The market is going to correct. That’s not a prediction; that’s a guarantee. It’s the details of how much the market will correct and when it will happen that make for a useful prediction, details that are conspicuously absent most of the time. Adding those details would make it easy to confirm that financial markets are so big and so complex that they defy all but the most general predictions.
Another aspect to financial predictions is that, for the most part, they’re useless. First, fewer than half of Americans have any money in the stock market at all. That’s half of the country missing out on the generous bounty of one of the most innovative and productive economies in the world. Imagine someone on the street selling discounted money and not getting any business because people just don’t trust the vendor. It’s pure insanity.

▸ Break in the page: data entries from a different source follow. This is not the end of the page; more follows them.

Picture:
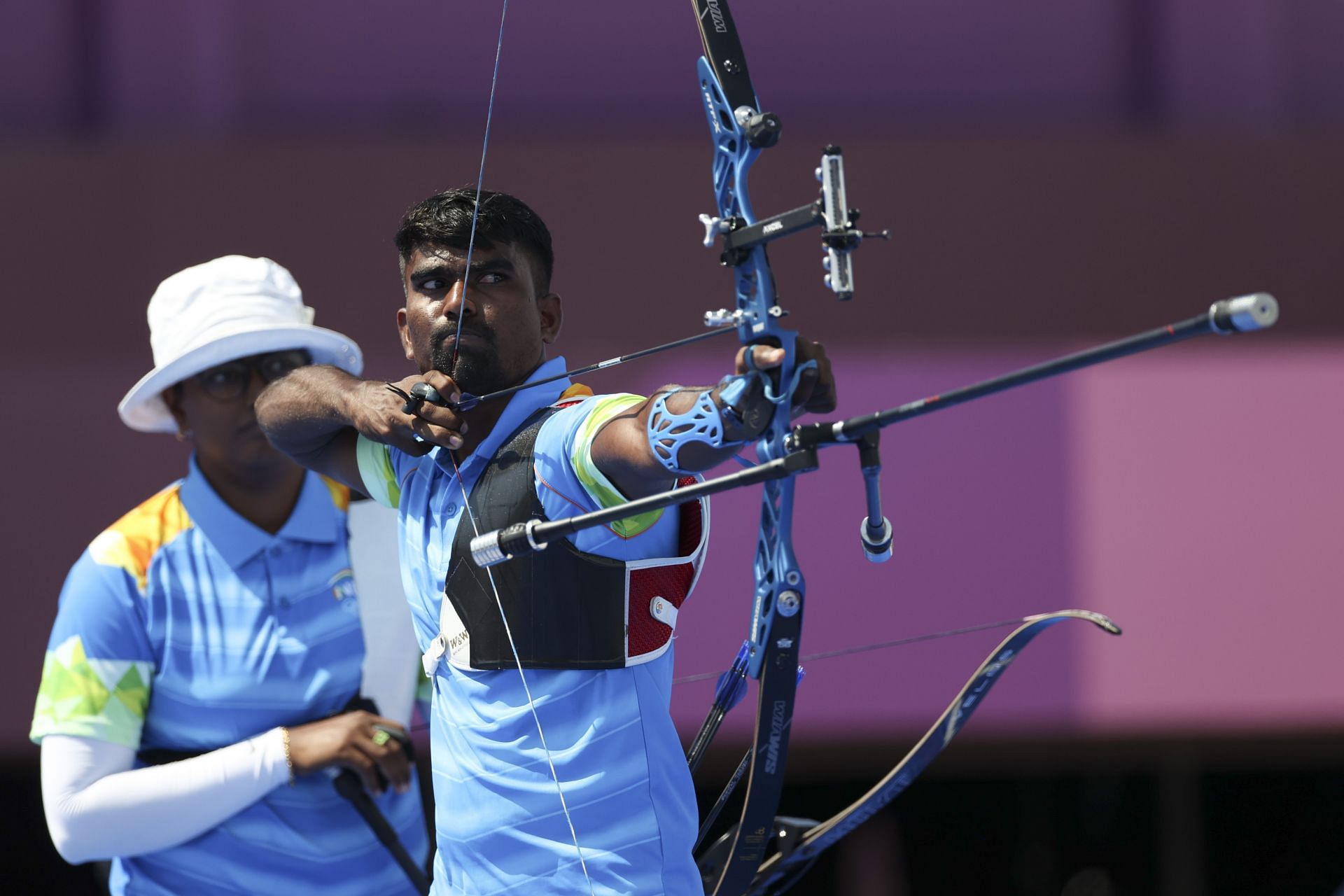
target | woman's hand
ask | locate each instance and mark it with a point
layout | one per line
(353, 741)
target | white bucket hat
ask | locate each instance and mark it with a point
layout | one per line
(218, 312)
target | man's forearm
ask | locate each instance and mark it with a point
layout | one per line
(307, 410)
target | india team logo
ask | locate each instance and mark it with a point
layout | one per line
(343, 590)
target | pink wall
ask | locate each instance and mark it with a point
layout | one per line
(1206, 488)
(1190, 493)
(1007, 251)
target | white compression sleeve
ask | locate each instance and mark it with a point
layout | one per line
(99, 805)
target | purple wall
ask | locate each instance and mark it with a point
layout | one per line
(216, 66)
(1056, 172)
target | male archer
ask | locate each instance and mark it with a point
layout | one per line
(556, 767)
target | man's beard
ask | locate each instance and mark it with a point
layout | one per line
(477, 368)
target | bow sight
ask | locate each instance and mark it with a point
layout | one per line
(839, 235)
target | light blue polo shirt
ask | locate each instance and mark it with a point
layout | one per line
(499, 822)
(183, 626)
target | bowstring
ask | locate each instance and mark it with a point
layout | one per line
(457, 472)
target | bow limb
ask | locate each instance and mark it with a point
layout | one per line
(739, 132)
(783, 869)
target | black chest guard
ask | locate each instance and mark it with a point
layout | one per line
(566, 609)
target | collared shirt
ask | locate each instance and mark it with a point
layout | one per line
(499, 822)
(183, 626)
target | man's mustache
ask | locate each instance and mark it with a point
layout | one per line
(451, 333)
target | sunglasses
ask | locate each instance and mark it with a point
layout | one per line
(229, 382)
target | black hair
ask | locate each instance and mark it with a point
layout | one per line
(445, 219)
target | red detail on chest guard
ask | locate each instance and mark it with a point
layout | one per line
(671, 582)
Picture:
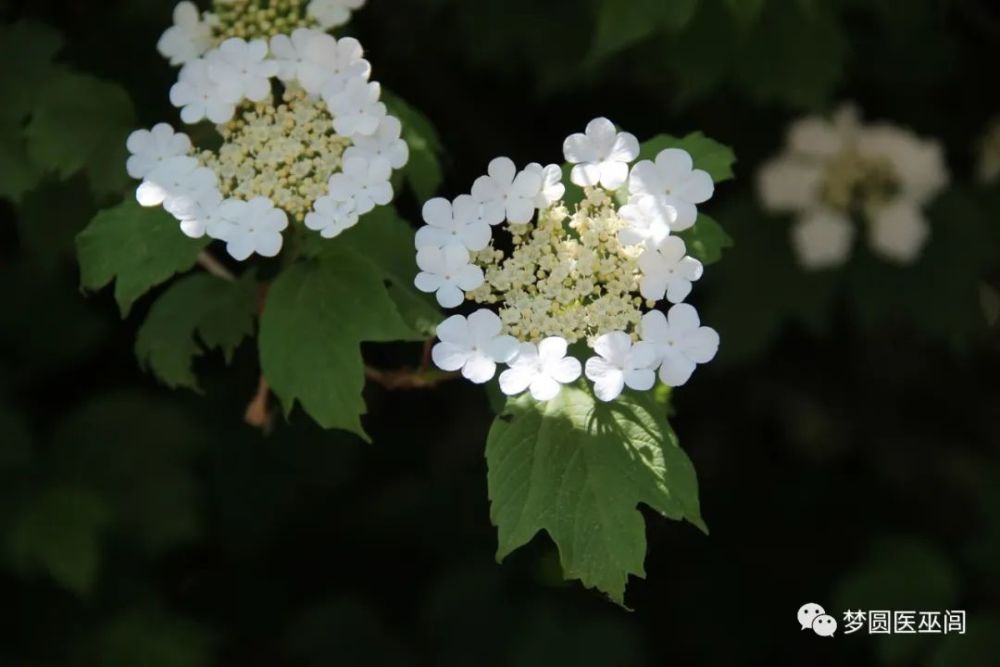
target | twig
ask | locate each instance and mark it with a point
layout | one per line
(258, 413)
(407, 378)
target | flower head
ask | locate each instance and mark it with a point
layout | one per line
(318, 160)
(570, 274)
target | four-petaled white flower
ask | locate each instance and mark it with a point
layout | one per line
(447, 272)
(621, 364)
(600, 155)
(197, 211)
(199, 96)
(307, 56)
(175, 177)
(366, 182)
(332, 13)
(386, 143)
(473, 345)
(552, 185)
(244, 66)
(542, 369)
(356, 109)
(505, 193)
(673, 179)
(666, 269)
(151, 148)
(188, 38)
(649, 220)
(680, 340)
(330, 217)
(453, 223)
(249, 227)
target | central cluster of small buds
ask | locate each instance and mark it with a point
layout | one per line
(855, 183)
(573, 285)
(252, 19)
(286, 152)
(573, 273)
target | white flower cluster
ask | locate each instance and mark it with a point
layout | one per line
(320, 152)
(572, 275)
(836, 171)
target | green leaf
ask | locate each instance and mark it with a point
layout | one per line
(138, 453)
(708, 154)
(624, 23)
(80, 121)
(59, 534)
(136, 247)
(151, 639)
(15, 440)
(578, 468)
(423, 171)
(318, 313)
(746, 12)
(219, 312)
(706, 239)
(386, 240)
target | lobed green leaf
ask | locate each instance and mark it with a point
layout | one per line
(577, 468)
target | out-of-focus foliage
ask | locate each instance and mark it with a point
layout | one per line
(846, 448)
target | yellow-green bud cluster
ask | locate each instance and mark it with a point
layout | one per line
(253, 19)
(854, 183)
(568, 274)
(286, 152)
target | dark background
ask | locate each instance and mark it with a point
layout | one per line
(846, 439)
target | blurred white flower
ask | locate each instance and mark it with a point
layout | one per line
(667, 270)
(837, 173)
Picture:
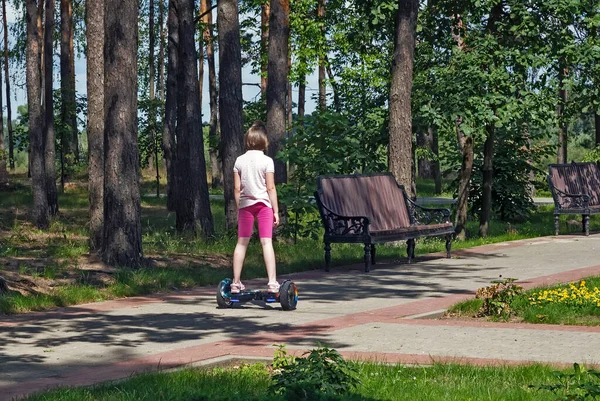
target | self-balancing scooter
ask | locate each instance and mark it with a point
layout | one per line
(287, 295)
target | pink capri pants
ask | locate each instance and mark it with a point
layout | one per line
(263, 214)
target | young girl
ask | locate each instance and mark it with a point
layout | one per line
(255, 197)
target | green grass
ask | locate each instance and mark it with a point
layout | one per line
(182, 260)
(379, 382)
(549, 313)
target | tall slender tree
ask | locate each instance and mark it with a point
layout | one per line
(122, 242)
(213, 123)
(70, 140)
(94, 11)
(48, 125)
(400, 127)
(193, 205)
(277, 87)
(170, 124)
(11, 143)
(39, 210)
(230, 99)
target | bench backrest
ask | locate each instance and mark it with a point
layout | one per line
(577, 178)
(376, 196)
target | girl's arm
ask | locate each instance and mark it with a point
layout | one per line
(237, 185)
(272, 191)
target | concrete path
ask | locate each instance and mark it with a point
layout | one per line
(386, 315)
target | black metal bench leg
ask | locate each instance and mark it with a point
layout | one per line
(448, 245)
(586, 224)
(327, 256)
(372, 254)
(410, 249)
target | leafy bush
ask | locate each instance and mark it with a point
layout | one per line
(318, 375)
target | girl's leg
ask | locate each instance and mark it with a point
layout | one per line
(265, 230)
(238, 258)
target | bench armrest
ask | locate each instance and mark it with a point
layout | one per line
(427, 215)
(569, 201)
(336, 224)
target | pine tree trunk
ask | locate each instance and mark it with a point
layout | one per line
(122, 242)
(95, 123)
(161, 51)
(279, 31)
(69, 140)
(217, 175)
(169, 129)
(193, 210)
(400, 129)
(11, 143)
(464, 184)
(265, 16)
(39, 210)
(560, 111)
(49, 135)
(230, 99)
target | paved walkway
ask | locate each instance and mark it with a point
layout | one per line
(385, 315)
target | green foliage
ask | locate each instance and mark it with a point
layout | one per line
(498, 297)
(320, 371)
(580, 385)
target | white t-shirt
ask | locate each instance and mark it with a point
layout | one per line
(253, 167)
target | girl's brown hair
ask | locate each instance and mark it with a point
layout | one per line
(256, 136)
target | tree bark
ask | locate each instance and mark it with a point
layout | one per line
(400, 134)
(169, 130)
(39, 211)
(95, 125)
(70, 142)
(193, 211)
(321, 61)
(230, 99)
(265, 16)
(122, 242)
(563, 73)
(464, 184)
(213, 139)
(49, 135)
(11, 143)
(161, 51)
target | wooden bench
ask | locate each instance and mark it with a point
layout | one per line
(373, 208)
(575, 189)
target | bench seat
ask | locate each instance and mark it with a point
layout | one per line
(372, 209)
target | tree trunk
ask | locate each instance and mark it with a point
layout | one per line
(464, 184)
(213, 139)
(95, 125)
(279, 32)
(122, 242)
(230, 99)
(193, 211)
(173, 72)
(39, 210)
(49, 135)
(265, 16)
(400, 134)
(161, 51)
(488, 177)
(11, 143)
(69, 140)
(321, 61)
(560, 111)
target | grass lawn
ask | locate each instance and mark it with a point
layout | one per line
(378, 382)
(575, 303)
(54, 268)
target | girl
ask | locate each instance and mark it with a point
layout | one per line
(255, 197)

Another reason market predictions are useless is that very few of the half of America with money in the markets do any kind of active trading. The vast majority of people have their stock market money in a managed 401(k) or retirement account. One won’t let you actively trade and the other doesn’t let you take any money out until you reach retirement age so there’s very little incentive to do a lot of buying and selling. There’s also the fact that the majority of active traders lose money. Even the narrow percentage that make money actively trading stocks, lose money on the majority of their trades!
Lunch For Big Fish
Anyone thinking they can beat the street by actively trading should realize that their competitors in that pursuit have billions of dollars to throw around. They can afford to hire people who are, literally in some cases, rocket scientists. They have vast legions of high speed computers that make small manipulations on the price of stocks, skim off a few pennies from those transactions, which are happening thousands of times a second, and then move on. All of that manipulation happens in a span of time that’s a fraction of what it takes you to blink your eyes. What chance do mere humans have against that kind of day trading firepower? None. You have no chance of winning in that cutthroat environment. Zero point zero.

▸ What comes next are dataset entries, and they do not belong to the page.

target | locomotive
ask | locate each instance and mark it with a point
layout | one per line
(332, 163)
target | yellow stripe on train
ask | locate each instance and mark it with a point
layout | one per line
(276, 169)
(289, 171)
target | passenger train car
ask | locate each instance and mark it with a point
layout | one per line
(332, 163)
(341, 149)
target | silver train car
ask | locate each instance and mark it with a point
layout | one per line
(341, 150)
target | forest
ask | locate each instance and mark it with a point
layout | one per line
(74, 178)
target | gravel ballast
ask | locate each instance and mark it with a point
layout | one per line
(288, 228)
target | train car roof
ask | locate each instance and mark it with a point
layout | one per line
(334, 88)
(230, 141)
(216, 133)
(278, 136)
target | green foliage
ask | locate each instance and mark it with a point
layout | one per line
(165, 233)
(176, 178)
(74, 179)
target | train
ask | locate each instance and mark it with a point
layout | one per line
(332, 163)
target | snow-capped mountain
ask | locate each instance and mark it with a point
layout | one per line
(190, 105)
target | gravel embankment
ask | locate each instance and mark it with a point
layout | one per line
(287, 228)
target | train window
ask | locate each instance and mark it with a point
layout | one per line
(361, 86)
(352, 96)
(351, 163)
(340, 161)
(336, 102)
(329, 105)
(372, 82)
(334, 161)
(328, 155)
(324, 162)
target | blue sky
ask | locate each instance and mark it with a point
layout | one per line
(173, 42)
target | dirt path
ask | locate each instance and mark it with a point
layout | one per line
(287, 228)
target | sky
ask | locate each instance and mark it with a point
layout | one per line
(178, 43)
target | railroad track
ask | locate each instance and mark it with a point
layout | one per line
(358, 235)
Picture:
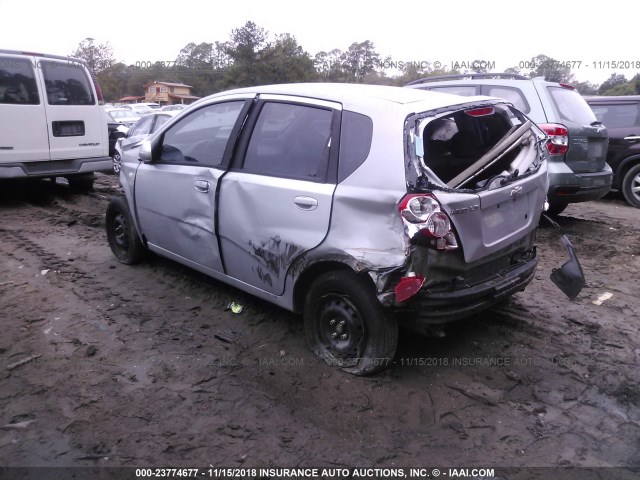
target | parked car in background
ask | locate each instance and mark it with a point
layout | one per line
(360, 206)
(124, 116)
(139, 108)
(174, 107)
(51, 121)
(621, 116)
(578, 171)
(130, 143)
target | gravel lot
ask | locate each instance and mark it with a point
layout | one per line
(102, 364)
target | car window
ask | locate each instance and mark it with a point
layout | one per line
(617, 116)
(355, 142)
(17, 82)
(290, 141)
(466, 91)
(67, 83)
(571, 106)
(141, 127)
(512, 95)
(201, 137)
(116, 114)
(160, 120)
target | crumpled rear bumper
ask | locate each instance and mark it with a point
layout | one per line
(436, 307)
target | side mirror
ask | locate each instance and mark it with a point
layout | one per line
(146, 152)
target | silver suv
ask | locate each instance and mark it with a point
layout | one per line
(360, 206)
(578, 171)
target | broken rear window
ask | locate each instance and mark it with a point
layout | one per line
(470, 147)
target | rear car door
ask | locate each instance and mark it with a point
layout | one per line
(138, 132)
(622, 119)
(175, 195)
(77, 128)
(23, 131)
(275, 203)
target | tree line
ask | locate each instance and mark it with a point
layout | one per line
(253, 57)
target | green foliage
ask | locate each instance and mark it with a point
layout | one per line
(251, 56)
(586, 88)
(99, 57)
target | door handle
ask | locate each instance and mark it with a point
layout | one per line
(202, 186)
(306, 203)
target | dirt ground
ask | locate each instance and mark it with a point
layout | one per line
(103, 364)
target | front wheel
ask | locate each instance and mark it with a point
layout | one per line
(121, 233)
(631, 186)
(346, 326)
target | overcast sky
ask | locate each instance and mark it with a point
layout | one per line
(504, 32)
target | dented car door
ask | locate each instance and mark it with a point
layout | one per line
(275, 203)
(176, 194)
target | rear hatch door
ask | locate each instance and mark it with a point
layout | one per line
(489, 160)
(588, 138)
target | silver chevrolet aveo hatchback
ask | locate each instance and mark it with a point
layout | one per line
(363, 207)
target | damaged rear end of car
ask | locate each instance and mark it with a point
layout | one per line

Staying Out Is Equally Foolish
It’s one of the great ironies then that staying out of the stock market and keeping your cash in a money market or saving account is equally foolish. While trying to beat the masters of the financial universe in day trading is a negative sum game, the stock market produces excellent returns over the long haul, easily beating any of the safer investment alternatives. The safe alternatives, like savings accounts and money market funds, don’t even keep pace with inflation. The longer your cash sits in savings, the more inflation whittles away at its value.
How To Win The Long Game
The way to win in the stock market is to simply play along with the market dynamics by staying invested over a long period of time. Low fee market index funds will benefit from the creative destruction of capitalism. The companies that make up market indexes change all the time. Companies that see their performance diminish are eventually removed from the index and replaced by newer, more profitable companies. You get the benefit of a fund manager or computer trading program matching market dynamics in an index fund for around one-half of one percent of your investment, which is a relative bargain. If indexes couldn’t replace weak companies, then market indexes would reflect 100% loss on index companies that eventually went out of business. The Dow and S&P 500 returns would look very different today if that were the case! The market cheats to keep their numbers up and, for a change, you benefit.

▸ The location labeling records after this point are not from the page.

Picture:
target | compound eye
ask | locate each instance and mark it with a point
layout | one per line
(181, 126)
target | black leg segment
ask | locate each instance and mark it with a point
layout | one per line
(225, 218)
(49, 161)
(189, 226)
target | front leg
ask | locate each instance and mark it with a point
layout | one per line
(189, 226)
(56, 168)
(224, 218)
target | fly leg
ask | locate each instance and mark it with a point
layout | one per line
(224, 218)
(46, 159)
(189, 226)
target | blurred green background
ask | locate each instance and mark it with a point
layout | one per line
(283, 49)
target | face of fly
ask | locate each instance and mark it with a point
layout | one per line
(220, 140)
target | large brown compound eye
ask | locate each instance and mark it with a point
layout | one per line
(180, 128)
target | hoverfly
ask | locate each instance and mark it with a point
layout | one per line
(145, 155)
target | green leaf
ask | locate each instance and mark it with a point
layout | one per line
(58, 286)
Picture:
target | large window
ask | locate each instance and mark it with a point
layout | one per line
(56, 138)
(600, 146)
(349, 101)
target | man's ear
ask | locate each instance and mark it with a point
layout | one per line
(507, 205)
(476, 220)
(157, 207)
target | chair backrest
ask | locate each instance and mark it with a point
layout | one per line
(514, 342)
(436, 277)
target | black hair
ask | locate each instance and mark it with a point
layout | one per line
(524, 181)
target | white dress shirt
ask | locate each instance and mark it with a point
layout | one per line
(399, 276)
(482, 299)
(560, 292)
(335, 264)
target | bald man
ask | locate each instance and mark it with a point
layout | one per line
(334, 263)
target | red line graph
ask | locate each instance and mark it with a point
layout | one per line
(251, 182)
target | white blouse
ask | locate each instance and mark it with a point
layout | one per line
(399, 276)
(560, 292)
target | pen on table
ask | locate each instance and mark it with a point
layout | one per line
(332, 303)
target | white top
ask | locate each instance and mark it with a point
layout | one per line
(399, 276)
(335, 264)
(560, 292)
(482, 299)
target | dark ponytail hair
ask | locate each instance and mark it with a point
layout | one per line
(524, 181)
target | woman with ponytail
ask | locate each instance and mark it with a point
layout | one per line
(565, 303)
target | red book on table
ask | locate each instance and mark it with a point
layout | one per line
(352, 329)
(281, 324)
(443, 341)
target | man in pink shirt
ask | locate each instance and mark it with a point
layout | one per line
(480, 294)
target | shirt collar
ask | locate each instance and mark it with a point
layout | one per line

Corrections Will Happen — Remain Calm
Absolutely there are going to be corrections. Panic selling is what triggers corrections. Continued panic selling is what turns corrections into recessions and recessions into depressions. Provided you aren’t retiring in the next 10 years, your portfolio has plenty of time to bounce back. It will bounce back because Wall Street bonuses are doled out for precisely that reason! CEOs will lie, cheat, and brutalize their employees to make those profits happen. If you stay invested in an index fund, the chances are extremely good that, eventually, your portfolio will return to where it was and beyond. That’s because those cheating CEOs would sell their grandmother to get their bonuses. The index will go up and your index fund will go up with it.
Absolutely the stock market is a racket. Yes, the markets are, in some ways, rigged. The good news is you can get in on that racket for very little money. You can have those investment wizards, rocket scientists, and cheating CEOs all working for you.